María Julia Alsogaray, la dirigente de la UCEDE que formó parte del gobierno menemista y pagó con prisión los delitos de corrupción por los que afrontó varios juicios en los últimos trece años, falleció este fin de semana en la ciudad de Buenos Aires a los 74 años.

Familiares de Alsogaray confirmaron que su deceso se produjo "anoche" y que sus restos serán inhumados "mañana, tras una ceremonia religiosa".

Alsogaray afrontó este año complicaciones en su salud que obligaron a reiteradas internaciones, una de ellas por una hemorragia digestiva, lo que generó altibajos y un deterioro que se agudizó en las últimas horas.

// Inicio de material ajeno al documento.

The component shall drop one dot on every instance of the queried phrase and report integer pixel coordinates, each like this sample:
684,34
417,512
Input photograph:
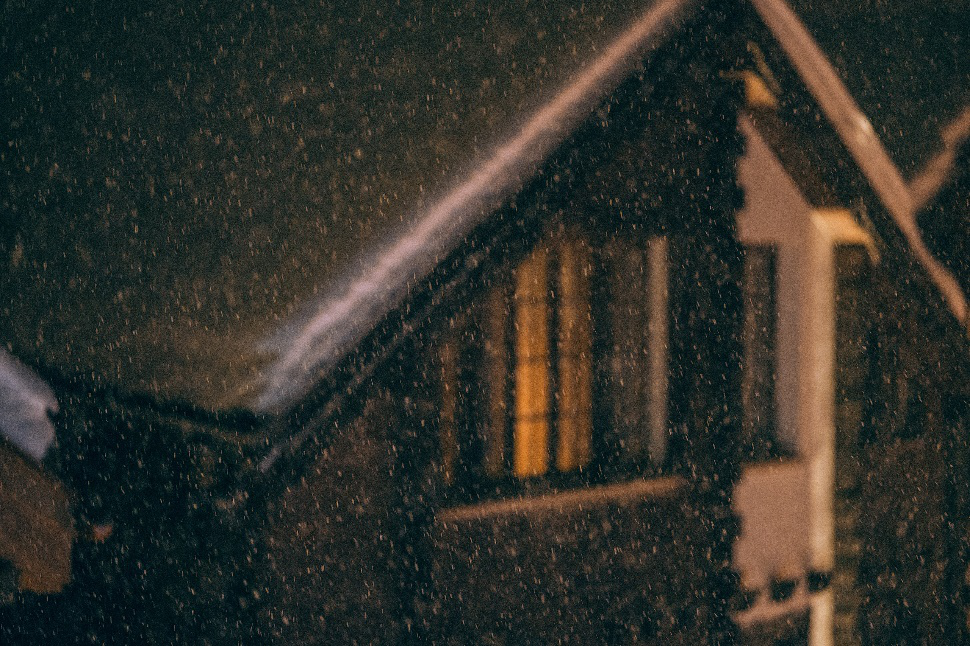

Ante ese cuadro, la ex funcionaria estuvo acompañada en estas semanas por sus hijos Francisco y Álvaro Erize, fruto del matrimonio que mantuvo durante décadas con el conservacionista y ex director de Parques Nacionales, Francisco Erize.

El deceso de Alsogaray generó reacciones diversas en las redes sociales, en especial por los casos judiciales en los que se vio envuelta, pero no fue mencionado por dirigentes políticos.

Laura Alonso, directora de la Oficina Anticorrupción, fue la única representante del gobierno que se refirió a la muerte de Alsogaray a quien identificó como "ícono de la corrupción de los 90 e indicador del fracaso de la Justicia penal que la tuvo 20 años bajo proceso".

Alsogaray había nacido el 8 de octubre de 1942 en el seno de una de las acaudaladas familias patricias de Buenos Aires y de gran influencia en el mundo político y empresarial.

Su madre, Edith Gay, era una profesora de literatura que solía escribir para revistas porteñas y su padre, el ex ministro de Economía Álvaro Alsogaray fue también fundador del partido Unión de Centro Democrático, usina de las ideas liberales que en la década de 1990 abrazó el gobierno del peronista Carlos Menem.

La joven que solía moverse en auto con chofer, siguió los pasos de su padre y se recibió de ingeniera industrial en la UBA tras lo cual ingresó al mundo de la política y se convirtió en diputada nacional en 1985.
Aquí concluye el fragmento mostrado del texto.